Cora tightens her hat straps at her neck. “I inherited property, Mary. It’ll give me independence I’ve never had, insurance for my old age.” She leans forward and takes both of Mary’s hands. “It’s my chance at life.”
Mary pulls Cora into an embrace and Cora grabs her hat to keep it from falling off and the awkwardness o
f it all makes them both laugh. When they pull away, however, both have tears in their eyes.
“Write often,” Mary pleads.
“Of course.”
“Don’t do anything rash.”
“When do I ever?”
Apparently, quite a bit for they laugh once more.
Mary turns solemn. “Sell the place and come home if you need to.”
I can tell by Cora’s reaction that she hopes this scenario never happens. Whatever lies on the other end of the Natchez Trace is her chance at adventure and freedom. She nods, but her mind’s too busy thinking of the happy possibilities.
Cora picks up her satchel and joins Reynald on the wagon seat. Mary stands at the door, a handkerchief to her mouth to hold back tears while Cora waves and smiles.

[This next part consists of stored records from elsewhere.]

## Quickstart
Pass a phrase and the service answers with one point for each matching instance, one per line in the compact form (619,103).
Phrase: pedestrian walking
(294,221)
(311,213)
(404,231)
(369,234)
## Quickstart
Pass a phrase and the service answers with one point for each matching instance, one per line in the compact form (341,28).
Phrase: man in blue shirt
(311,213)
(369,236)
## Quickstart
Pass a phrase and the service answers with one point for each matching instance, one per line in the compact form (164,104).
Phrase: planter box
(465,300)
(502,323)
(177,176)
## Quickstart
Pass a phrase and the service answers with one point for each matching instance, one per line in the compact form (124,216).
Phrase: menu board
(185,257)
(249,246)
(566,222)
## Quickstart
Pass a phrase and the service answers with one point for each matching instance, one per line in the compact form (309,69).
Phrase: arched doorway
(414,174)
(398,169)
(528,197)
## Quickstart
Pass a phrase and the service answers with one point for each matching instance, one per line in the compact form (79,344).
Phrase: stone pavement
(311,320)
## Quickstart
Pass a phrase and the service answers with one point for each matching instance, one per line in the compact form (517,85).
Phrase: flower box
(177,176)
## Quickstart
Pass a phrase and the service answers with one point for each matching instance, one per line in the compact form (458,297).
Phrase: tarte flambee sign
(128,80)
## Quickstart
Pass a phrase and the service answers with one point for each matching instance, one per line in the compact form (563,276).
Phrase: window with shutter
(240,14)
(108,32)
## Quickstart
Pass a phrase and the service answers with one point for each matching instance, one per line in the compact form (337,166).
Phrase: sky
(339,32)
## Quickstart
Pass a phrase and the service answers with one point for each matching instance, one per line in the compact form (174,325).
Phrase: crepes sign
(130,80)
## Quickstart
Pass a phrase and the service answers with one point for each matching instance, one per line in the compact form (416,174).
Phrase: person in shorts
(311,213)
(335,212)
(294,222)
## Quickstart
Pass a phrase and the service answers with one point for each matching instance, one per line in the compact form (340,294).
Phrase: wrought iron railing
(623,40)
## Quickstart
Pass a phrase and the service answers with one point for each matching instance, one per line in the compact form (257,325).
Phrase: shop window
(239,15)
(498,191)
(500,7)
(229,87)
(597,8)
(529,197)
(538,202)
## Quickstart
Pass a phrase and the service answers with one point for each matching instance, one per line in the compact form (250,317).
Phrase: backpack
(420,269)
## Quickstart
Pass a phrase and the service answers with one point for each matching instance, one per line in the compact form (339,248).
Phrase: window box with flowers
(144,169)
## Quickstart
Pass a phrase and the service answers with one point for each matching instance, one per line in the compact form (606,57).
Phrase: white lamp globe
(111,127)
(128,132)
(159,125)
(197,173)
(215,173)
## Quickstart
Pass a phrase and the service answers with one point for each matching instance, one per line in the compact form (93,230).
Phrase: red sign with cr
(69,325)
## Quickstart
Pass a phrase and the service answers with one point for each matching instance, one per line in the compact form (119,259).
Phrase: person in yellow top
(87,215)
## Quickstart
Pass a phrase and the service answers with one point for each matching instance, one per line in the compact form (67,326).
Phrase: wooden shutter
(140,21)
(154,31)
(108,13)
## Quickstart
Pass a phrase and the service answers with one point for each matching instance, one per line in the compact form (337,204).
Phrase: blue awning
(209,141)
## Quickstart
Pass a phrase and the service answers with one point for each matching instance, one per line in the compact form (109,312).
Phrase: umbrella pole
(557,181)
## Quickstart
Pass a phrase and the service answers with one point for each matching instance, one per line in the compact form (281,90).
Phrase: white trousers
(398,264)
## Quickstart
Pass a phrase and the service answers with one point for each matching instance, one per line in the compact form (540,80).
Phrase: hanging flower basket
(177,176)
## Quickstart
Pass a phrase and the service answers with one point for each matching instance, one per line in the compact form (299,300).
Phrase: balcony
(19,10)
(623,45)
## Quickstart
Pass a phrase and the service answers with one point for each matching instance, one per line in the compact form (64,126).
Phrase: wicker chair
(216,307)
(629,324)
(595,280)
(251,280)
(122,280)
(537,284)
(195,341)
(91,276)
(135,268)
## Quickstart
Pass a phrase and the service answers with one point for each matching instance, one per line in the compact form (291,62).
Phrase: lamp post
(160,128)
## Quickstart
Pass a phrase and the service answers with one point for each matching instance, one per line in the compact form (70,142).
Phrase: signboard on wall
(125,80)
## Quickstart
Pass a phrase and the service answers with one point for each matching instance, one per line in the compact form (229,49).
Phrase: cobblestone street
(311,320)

“Watch out for highwaymen,” Mary says as Reynald rolls his eyes and kicks the horse into action.
“Write to me in Natchez,” Cora calls out as the wagon turns the street corner and slowly moves out of view.
“Miss Valentine?”
At first I think it’s Mary calling my name but that would be absurd. When my name is called again, I open my eyes to see Shelby peering into the prayer circle.
“I didn’t want to disturb you.”
I look around and see none of the other journalists. Surely, I can’t be the only one left behind.
“Where is everyone?”
“On the bus. Waiting for you.”
There’s a slight tone in that last remark and it makes me feel guilty. How long have I been sitting here? I jump up and hurry toward the van, now parked right in front of Tom’s driveway. Tom’s there, too, seeing us off.
“Thank you for everything,” I say to Tom, but it seems so insignificant for what I’ve experienced here, so I give him a big hug. We Southerners tend to do that so he’s not surprised and hugs me back.
I smile at this kind man who built an homage to his ancestor the size of several football fields and jump on the van. Within seconds, we’re heading toward Mississippi to travel the Natchez Trace.
“Where’d you go?” Winnie asks as I sit in the aisle behind her. Carmine’s off to the right working on his laptop.